IIS does not do it any differently and so it may only be a perceived illusion. It cannot impersonate a user for all pages unless all pages are being served by the same thread and where the impersonated token has never been reverted as each page is served.
It seems to be something with thread
context switching.
Not really. Unless you are doing asynchronous processing (which you don't state you do in your question), the flow of the impersonation context won't be relevant. You only need to worry about flowing the impersonation context if you are causing a thread switch either directly or indirectly during the processing of a single request. If you want that the work done by a secondary (worker) thread continues to occur under the impersonation context of the primary one then you need to make sure the secondary thread borrows the impersonation token. In .NET Framework 1.1, you would have to take great care and manually orchestrate the flow of the impersonation context. With .NET 2.0, however, the ExecutionContext API was introduced and does a lot of the heavy-lifting.

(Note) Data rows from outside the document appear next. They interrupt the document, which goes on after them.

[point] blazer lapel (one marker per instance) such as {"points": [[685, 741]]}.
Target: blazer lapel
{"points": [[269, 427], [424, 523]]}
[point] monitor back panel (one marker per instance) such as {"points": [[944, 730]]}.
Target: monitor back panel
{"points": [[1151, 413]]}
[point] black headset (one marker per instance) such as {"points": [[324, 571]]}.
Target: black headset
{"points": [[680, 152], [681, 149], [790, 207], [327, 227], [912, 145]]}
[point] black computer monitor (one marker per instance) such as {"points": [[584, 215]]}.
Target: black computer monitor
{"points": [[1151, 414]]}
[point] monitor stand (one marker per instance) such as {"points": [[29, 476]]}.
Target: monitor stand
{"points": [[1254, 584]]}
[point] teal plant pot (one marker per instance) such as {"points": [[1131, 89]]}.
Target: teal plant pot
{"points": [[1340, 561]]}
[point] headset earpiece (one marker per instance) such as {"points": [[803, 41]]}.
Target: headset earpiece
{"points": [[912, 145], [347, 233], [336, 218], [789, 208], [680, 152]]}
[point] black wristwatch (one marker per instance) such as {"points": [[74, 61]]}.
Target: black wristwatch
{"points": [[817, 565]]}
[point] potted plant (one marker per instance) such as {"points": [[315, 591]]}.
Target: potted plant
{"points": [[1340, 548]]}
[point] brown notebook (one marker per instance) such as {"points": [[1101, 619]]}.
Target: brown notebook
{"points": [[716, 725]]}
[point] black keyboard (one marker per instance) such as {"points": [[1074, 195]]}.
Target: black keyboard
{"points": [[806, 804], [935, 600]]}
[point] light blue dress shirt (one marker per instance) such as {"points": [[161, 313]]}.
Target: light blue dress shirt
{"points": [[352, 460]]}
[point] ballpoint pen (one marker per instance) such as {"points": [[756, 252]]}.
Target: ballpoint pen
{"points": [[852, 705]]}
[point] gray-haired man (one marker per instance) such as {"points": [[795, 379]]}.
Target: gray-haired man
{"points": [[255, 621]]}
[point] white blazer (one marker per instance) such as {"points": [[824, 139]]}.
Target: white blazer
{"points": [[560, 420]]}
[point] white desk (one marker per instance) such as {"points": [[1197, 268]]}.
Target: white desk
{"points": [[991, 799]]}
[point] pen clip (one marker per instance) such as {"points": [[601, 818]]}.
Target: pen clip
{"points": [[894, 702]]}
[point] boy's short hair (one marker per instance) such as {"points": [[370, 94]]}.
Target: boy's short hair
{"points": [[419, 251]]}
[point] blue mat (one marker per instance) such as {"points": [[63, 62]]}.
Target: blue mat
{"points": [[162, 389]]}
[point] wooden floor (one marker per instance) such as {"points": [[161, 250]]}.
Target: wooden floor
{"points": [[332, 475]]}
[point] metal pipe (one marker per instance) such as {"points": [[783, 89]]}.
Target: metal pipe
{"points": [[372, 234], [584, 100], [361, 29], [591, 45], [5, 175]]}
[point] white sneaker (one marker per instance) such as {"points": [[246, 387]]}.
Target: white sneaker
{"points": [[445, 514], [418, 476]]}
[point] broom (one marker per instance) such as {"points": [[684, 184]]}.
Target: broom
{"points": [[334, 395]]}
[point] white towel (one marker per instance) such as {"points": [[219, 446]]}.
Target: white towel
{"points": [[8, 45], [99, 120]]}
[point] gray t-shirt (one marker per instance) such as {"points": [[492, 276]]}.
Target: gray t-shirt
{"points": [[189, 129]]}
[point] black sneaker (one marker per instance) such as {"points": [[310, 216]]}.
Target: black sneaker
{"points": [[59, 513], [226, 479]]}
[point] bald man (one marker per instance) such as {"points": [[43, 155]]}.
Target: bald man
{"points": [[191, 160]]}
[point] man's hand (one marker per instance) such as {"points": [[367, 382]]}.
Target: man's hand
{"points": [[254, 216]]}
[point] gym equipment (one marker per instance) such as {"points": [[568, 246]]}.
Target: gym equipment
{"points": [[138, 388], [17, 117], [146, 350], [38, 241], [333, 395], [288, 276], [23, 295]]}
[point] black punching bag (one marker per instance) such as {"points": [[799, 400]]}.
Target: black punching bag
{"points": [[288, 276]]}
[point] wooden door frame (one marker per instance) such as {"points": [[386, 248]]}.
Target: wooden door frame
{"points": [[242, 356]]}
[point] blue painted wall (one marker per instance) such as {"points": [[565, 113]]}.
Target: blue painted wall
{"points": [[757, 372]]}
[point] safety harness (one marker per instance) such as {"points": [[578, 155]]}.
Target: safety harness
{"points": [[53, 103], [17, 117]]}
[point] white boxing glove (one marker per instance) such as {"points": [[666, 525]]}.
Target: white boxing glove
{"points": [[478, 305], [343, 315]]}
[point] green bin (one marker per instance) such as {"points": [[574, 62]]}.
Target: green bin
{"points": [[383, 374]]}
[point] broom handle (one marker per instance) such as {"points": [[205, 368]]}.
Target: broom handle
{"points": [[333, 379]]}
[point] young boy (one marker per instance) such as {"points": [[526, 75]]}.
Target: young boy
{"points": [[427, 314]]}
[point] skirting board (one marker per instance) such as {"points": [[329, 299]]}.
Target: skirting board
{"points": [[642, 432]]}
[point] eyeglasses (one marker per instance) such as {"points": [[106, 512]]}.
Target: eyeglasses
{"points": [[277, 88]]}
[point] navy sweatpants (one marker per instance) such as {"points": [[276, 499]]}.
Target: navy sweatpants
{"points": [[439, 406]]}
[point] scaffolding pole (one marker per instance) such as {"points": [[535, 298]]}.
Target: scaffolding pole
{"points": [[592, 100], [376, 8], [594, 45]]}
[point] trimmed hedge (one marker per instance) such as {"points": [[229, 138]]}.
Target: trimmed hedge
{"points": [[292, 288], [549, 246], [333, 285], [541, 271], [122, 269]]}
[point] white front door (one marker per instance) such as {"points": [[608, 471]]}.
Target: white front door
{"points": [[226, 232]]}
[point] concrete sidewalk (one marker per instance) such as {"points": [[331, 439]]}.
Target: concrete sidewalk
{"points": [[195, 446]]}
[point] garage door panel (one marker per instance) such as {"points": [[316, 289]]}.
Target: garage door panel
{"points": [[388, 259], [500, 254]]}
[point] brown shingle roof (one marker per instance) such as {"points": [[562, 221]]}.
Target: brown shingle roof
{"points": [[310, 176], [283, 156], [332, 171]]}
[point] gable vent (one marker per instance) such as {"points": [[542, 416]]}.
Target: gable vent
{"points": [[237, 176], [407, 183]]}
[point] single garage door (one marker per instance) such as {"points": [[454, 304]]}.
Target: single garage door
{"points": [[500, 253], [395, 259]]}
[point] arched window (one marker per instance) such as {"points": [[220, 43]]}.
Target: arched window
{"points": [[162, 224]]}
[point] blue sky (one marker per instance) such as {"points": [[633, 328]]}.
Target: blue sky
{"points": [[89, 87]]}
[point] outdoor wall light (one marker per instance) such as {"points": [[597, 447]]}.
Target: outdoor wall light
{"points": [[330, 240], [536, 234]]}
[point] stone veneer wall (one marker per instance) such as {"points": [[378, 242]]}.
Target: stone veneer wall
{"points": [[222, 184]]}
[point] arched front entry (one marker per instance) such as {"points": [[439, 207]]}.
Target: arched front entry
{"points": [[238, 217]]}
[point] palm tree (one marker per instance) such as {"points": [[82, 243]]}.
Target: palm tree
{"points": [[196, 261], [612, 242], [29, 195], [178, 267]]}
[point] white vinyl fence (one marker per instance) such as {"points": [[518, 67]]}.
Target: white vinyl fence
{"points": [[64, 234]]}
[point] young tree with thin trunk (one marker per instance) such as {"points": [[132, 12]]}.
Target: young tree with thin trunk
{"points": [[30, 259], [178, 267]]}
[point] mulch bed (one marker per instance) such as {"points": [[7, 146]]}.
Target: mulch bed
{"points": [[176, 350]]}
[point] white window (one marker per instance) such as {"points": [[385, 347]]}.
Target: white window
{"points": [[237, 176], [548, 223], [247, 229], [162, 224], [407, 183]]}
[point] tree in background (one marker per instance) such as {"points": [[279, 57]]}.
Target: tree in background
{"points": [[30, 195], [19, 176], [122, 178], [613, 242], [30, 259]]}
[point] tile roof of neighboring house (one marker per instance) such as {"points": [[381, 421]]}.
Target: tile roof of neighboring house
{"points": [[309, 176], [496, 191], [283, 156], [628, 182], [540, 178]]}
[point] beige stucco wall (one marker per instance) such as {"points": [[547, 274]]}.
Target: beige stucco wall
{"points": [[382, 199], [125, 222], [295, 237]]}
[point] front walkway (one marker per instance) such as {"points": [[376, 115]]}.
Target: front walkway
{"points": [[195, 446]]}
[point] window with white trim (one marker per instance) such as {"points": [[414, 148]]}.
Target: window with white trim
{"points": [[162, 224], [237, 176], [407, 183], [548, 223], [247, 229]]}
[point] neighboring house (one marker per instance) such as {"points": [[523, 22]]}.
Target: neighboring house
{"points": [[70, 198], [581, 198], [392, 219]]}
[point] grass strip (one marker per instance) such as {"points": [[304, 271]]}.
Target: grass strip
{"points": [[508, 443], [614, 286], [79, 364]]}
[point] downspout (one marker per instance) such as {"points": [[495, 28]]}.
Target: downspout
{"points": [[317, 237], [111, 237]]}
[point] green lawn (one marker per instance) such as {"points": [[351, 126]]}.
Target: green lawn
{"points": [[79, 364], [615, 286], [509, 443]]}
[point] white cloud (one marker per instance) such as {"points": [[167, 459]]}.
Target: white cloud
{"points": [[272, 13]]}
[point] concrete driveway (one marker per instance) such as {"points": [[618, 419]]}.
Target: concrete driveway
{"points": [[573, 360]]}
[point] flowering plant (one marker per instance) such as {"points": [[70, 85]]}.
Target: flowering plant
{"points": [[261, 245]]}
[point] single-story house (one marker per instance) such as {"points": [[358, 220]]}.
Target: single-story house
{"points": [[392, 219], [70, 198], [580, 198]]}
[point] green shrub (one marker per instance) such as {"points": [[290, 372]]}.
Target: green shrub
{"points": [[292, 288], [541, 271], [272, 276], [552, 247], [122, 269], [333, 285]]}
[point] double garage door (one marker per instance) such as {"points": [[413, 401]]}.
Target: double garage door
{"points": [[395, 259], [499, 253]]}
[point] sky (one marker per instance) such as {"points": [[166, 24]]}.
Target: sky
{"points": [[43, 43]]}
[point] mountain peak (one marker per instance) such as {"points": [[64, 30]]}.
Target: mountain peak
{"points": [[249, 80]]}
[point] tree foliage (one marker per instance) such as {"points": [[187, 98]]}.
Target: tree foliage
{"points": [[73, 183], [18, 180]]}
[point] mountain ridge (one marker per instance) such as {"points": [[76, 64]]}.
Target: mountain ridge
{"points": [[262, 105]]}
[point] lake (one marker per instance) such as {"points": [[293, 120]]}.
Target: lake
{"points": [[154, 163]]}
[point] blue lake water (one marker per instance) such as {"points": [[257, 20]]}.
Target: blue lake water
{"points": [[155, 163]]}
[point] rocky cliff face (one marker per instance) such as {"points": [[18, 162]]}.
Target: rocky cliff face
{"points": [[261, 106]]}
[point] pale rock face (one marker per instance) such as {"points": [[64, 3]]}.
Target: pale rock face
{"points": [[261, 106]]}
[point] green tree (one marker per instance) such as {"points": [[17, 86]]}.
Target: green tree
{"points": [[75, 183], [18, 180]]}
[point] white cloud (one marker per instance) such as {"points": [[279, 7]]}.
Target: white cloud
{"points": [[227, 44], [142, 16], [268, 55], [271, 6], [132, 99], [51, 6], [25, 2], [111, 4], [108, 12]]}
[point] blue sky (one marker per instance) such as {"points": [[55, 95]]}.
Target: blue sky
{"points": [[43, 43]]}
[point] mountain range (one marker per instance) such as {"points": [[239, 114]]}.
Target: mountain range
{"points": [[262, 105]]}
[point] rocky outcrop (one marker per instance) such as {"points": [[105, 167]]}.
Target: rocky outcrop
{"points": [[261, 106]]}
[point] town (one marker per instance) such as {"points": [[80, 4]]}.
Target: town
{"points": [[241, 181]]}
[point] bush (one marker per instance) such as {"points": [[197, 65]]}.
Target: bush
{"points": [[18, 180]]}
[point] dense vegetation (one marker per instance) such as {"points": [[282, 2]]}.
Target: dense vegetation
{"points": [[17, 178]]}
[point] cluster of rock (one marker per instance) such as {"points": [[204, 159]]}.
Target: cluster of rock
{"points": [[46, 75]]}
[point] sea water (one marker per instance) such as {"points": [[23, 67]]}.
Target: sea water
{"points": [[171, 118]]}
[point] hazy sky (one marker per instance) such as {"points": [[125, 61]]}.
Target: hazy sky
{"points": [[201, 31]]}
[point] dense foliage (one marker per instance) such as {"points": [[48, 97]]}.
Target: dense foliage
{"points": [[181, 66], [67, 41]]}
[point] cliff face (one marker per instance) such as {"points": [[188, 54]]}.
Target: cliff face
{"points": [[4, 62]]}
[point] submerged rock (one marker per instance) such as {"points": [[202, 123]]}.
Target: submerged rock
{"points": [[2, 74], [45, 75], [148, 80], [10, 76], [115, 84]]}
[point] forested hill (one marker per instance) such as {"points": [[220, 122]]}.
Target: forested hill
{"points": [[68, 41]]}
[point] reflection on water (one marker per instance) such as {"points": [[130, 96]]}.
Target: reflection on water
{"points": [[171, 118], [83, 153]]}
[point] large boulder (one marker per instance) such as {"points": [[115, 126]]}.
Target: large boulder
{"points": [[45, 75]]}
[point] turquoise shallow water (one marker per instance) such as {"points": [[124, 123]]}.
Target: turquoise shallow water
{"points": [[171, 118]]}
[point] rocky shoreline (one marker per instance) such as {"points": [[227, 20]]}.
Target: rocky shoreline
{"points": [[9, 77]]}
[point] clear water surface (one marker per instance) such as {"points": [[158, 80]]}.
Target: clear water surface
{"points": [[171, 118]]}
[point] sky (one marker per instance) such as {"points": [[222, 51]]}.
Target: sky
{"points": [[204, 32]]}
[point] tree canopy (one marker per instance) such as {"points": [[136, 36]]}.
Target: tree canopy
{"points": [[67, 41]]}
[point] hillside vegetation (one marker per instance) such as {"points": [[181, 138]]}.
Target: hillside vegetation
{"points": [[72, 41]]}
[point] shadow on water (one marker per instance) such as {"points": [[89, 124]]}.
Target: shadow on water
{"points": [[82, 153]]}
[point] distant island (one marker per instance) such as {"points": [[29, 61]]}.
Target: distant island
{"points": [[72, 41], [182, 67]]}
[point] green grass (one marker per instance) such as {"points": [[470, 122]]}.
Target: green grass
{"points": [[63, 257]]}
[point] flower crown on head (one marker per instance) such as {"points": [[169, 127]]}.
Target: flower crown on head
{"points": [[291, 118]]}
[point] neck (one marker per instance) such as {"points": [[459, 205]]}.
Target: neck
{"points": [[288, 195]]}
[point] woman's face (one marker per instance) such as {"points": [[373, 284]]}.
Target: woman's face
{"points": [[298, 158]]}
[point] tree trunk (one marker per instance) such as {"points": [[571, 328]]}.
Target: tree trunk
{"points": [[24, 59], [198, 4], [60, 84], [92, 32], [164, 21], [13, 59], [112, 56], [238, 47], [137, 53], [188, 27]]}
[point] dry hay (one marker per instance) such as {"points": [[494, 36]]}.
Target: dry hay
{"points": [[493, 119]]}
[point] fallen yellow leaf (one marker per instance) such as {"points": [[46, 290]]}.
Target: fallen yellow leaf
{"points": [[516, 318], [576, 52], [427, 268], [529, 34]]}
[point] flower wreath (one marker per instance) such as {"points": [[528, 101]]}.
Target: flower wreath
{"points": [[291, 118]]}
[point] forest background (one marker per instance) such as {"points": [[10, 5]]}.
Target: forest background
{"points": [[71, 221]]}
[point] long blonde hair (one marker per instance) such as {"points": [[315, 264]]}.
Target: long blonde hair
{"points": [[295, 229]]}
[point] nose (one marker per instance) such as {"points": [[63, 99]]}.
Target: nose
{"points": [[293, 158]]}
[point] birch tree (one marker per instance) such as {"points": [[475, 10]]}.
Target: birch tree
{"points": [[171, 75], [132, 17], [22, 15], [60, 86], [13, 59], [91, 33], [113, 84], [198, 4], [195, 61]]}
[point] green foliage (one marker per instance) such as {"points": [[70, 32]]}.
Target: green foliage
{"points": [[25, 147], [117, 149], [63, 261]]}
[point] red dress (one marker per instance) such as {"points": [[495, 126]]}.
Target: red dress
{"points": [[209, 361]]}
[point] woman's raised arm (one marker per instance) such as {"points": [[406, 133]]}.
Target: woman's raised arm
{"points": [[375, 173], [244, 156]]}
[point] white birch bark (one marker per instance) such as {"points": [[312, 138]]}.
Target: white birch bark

The reason you're losing the impersonation context is because each time a new page request ends the impersonation context will go out of scope.
As per the docs <alwaysFlowImpersonationPolicy> is used to ensure the same impersonation context is maintained across async calls. For example when making an async call to a remote web service the callback impersonation context is the same one as the initiating thread. In the case of ASP.NET the impersonation context would only flow for the lifetime of the page request.